Several strategies should be implemented in order to improve the clinical outcome of BSIs in the ICU setting. The key point still remains a prompt initiation of an effective antibiotic treatment, which should be tailored in each single patient on the basis of the infection source, the most frequent pathogens isolated and the risk of antibiotic resistances. Increased attention, however, should be paid to strategies that can limit the progressive increase of antimicrobial resistance, through a careful use of available broad-spectrum antimicrobials and the improvement of surveillance and preventive measures. New antimicrobials with activity against MDR Gram-negative pathogens are urgently needed.

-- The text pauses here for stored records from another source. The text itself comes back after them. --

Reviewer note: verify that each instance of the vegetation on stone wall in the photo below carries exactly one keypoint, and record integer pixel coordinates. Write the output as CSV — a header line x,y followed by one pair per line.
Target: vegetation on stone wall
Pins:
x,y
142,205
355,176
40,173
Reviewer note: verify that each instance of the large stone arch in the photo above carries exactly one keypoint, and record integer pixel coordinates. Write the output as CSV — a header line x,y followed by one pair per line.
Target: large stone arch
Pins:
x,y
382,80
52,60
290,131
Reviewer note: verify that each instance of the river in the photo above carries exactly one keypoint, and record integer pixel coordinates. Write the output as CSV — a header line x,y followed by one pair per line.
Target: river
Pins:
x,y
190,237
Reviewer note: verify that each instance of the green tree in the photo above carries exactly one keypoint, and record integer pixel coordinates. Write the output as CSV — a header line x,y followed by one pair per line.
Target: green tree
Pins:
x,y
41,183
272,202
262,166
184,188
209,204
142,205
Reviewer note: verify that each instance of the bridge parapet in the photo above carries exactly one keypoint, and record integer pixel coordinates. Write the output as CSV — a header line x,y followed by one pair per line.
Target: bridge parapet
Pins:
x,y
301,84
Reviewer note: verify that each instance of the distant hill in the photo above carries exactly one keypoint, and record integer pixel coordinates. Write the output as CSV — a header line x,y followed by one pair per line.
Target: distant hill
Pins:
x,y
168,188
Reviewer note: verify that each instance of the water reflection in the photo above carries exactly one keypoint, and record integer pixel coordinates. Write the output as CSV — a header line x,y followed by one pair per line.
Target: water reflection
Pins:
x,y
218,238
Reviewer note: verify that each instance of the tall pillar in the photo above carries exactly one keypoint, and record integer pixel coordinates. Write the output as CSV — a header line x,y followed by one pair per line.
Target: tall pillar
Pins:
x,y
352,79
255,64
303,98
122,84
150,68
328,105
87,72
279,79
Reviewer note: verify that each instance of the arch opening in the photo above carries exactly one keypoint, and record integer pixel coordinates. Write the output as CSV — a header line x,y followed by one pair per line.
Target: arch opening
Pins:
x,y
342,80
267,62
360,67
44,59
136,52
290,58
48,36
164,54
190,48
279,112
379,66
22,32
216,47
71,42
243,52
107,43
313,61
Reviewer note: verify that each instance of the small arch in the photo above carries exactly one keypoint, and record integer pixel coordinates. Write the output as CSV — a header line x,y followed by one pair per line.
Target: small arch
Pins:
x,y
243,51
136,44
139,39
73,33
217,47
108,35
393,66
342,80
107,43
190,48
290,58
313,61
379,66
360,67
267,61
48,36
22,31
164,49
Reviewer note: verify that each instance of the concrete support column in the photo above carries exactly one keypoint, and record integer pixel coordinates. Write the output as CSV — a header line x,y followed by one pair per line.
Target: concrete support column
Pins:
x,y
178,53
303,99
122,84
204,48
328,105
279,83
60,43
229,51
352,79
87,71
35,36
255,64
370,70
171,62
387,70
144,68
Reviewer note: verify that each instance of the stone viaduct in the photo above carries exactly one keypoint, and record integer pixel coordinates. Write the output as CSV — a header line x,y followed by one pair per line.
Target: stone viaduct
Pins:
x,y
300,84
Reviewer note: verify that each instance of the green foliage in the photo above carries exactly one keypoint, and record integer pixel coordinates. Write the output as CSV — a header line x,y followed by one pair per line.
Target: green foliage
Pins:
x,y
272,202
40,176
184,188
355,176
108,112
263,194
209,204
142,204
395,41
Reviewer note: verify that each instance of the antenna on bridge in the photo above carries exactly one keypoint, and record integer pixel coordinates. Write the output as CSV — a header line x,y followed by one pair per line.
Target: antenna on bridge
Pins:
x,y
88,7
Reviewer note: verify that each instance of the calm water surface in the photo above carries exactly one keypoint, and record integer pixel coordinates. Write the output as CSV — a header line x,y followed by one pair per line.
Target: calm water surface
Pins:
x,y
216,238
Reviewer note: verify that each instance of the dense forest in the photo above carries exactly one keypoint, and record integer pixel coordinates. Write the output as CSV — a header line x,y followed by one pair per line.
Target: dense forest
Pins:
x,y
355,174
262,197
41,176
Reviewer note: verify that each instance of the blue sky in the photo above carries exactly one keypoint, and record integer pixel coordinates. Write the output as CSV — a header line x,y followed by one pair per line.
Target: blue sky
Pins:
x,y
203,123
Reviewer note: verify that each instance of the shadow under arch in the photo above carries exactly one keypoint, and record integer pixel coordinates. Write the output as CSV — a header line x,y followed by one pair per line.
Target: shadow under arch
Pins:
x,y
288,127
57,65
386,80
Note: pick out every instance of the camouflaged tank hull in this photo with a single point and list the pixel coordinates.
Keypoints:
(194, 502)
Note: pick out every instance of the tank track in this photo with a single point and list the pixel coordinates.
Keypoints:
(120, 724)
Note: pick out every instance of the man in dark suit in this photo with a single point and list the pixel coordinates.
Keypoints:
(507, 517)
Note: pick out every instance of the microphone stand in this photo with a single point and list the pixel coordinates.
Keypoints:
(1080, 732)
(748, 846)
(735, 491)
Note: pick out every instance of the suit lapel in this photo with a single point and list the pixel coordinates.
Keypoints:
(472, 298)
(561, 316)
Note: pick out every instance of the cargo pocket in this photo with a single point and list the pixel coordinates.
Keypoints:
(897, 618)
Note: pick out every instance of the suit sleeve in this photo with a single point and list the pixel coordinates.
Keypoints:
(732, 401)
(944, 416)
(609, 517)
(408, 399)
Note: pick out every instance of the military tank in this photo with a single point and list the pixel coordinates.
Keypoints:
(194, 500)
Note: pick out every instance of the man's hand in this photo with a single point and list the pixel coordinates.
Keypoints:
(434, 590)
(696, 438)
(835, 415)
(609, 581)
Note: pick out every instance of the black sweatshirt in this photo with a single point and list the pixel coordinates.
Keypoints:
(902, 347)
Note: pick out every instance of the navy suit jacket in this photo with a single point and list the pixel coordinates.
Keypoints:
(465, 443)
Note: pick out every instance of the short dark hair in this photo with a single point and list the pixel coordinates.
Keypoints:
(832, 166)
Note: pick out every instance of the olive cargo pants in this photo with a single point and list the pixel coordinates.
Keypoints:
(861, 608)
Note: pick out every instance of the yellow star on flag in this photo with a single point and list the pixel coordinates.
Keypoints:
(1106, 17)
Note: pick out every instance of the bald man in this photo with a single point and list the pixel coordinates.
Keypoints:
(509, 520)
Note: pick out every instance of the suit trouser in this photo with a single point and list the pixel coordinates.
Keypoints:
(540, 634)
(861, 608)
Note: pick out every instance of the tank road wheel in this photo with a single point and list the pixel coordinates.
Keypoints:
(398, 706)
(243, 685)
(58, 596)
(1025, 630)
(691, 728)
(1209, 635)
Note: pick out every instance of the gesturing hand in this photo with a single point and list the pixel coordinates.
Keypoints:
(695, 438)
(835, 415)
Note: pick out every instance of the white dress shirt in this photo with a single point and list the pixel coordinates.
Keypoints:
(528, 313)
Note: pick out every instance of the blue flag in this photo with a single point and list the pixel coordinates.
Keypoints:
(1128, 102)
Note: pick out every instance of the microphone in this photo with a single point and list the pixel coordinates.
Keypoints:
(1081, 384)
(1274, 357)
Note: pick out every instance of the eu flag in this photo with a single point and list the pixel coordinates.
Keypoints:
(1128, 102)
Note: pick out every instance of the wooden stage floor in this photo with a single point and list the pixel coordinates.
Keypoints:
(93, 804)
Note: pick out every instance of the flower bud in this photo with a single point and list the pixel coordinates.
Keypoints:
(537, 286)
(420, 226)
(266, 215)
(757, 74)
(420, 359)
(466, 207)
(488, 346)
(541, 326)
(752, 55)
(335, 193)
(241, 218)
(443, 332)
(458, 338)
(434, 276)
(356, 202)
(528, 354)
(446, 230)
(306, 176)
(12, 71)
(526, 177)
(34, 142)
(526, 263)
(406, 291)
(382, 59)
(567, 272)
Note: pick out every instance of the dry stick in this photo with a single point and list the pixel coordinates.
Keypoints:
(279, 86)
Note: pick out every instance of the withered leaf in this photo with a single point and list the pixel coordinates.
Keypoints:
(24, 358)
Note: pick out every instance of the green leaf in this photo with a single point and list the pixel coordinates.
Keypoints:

Figure 1. Treatment algorithm for empirical therapy of staphylococcal BSI

Abbreviations

BSIs	=	Bloodstream infections
ICU	=	Intensive Care Unit
MDR	=	Multidrug-resistant
ICU-BSIs	=	Intensive Care Unit-acquired bloodstream infections
CA	=	Community-acquired
HA	=	Hospital-acquired
CR-BSIs	=	Catheter-related bloodstream infections
VAP	=	Ventilator-associated pneumonia
ESBL	=	Extended-spectrum β-lactamase
MRSA	=	Methicillin-resistant Staphylococcus aureus
MICs	=	Minimum inhibitory concentrations
CDC	=	Centers for Disease Control
VISA	=	Vancomycin-intermediate Staphylococcus aureus
h-VISA	=	Heteroresistant vancomycin-intermediate Staphylococcus aureus
VRSA	=	Vancomycin-resistant Staphylococcus aureus
KPC	=	Carbapenemase-producing Klebsiella pneumoniae
SSTI	=	Skin and soft-tissue infection
CoNS	=	Coagulase-negative Staphylococci
PCT	=	Procalcitonin

Disclosure of potential conflicts of interest

MB received honoraria from Pfizer, Novartis, MSD, Gilead, Astellas, Bayer, Angelini, Tetraphase, Achaogen. The other authors declare no conflict of interest.